Présentation
On désigne par le mot « Lumières » un mouvement culturel européen du xviiie siècle1, caractérisé par la valorisation de l’esprit critique et la lutte contre les préjugés, et dont les représentants les plus significatifs en France sont certainement Montesquieu, Voltaire, Rousseau et Diderot. Appliquée à ce mouvement, l’image de la « lumière » renvoie à son combat contre l’obscurantisme, auquel sont opposées les exigences du rationalisme, la recherche de la liberté et celle du bonheur.

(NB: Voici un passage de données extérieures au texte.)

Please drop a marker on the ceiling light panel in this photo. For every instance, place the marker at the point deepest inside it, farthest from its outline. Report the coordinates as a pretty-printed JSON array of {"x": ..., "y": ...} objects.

Entretien d’un père avec ses enfants traduit la vigueur du questionnement auquel les écrivains et philosophes des Lumières soumettent les principes moraux, politiques et religieux les plus communément admis. Partiellement publiée en mars 1771 dans la Correspondance littéraire, périodique de Grimm dont la diffusion est confidentielle, l’œuvre paraît en volume en 1773, dans Contes moraux et nouvelles idylles de D… et Salomon Gessner, avec des textes du poète, peintre et graveur Salomon Gessner et un conte que Diderot vient d’achever (Les Deux Amis de Bourbonne). Elle est constituée d’une série de récits, qui peuvent apparaître comme autant de contes très brefs, enchâssés dans une structure de dialogue. Dans une forme littéraire libre et originale, oscillant entre le genre du conte et celui du dialogue moral et philosophique, elle s’intéresse aux rapports qu’entretiennent morale et exigences sociales. Les débats contradictoires mis en scène par ses nombreux protagonistes sont sous-tendus par une même question : la loi doit-elle être respectée, même lorsqu’elle est injuste ou lorsqu’elle favorise l’injustice ?
L’esprit des Lumières
Le rationalisme et l’esprit d’examen
Pour bien comprendre les enjeux du texte, replaçons-le dans son contexte de création, celui des Lumières.
Les philosophes des Lumières croient en l’importance de la raison et de l’expérimentation scientifique, face aux vérités révélées et aux explications du monde que la religion s’efforce d’imposer. Ils considèrent que les progrès de la connaissance sont susceptibles de faire accéder les hommes au bonheur terrestre. Les nombreuses avancées techniques et scientifiques de l’époque donnent une réalité à cette pensée. Au xviiie siècle, la physique, la biologie, la botanique et la médecine font l’objet de découvertes importantes, qui circulent dans les sociétés savantes, de plus en plus nombreuses. Par exemple, c’est en 1749 que Buffon publie son Histoire naturelle, et en 1789 que Lavoisier fait paraître son Traité de chimie. Au regard de ces ouvrages, les textes sacrés ne sont plus la seule référence pour rendre compte du fonctionnement du monde. L’Encyclopédie ou Dictionnaire raisonné des sciences, des arts et métiers, publiée sous la direction de Diderot et de d’Alembert entre 1751 et 1772, se propose de réunir tous les savoirs et de se faire l’expression de la pensée humaine enfin « éclairée ».